I can't personally speak for HF sets I have never used them. I buy taps and dies as I need them.


----------



## alexkuzn (Sep 23, 2009)

I am looking at HF set and it has only one tap/die [FONT=arial, sans-serif]that has fine thread (10mm x 1mm) that people use for smaller pen cap threads.

Do you guys use  1/2" x 20 for cap threading? Isn't too coarse?
Most pens with single start thread I've see on this forum use something like 1/2" x 32

[/FONT]


----------



## ldb2000 (Sep 23, 2009)

Alex , the 1/2" x 20 is a good thread size to practice with . Yes finer is better but it will also require more turns to post the cap . the 10 x 1 tap is for the front section on either FP or rollerball pens , it's approx the right size for the ElGrande front sections and for that size pen you will need around the 1/2" size tap and die for the cap and body . 
There really is no right or wrong with this stuff , we have learned what we know so far by trial and error . The HF set will give you a good starting point to work with and as you see what works for you , you can always buy extra taps and dies to fill in any gaps .


----------



## pipecrafter (Sep 23, 2009)

I use a 1/2"-32 tap and die for cap threads.  It works very well, looks good, but it does require a few turns to engage.  I'm not opposed to the number of turns it takes, though I know that some folks are more particular.


----------



## Russianwolf (Sep 23, 2009)

pipecrafter said:


> I use a 1/2"-32 tap and die for cap threads.  It works very well, looks good, but it does require a few turns to engage.  I'm not opposed to the number of turns it takes, though I know that some folks are more particular.

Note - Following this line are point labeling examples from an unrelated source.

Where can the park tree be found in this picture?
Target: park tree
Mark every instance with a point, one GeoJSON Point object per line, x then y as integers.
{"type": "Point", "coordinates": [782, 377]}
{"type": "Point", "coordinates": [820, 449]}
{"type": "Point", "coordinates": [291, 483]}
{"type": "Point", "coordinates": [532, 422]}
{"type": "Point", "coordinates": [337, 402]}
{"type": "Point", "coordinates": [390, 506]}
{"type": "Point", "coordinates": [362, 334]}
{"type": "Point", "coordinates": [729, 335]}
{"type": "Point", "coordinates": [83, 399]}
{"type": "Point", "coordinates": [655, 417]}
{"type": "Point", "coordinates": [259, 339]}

I've made them with the coarsest tap and die in my set with okay results. Fewer turns but you have to use larger diameter since the threads are taller. 

I became a big fan of the Acme threads shown in a recent post, but then I found  out the cost of a tap and changed my mind.  Still like them, but would have to find a way to make them that didn't cost an arm and leg.


----------



## fernhills (Sep 23, 2009)

I was looking and looking at that set at HF tap & die set and aways wondered if they would be good enough for me to expand by pen making experience.  I will try them out. Thanks, Carl


----------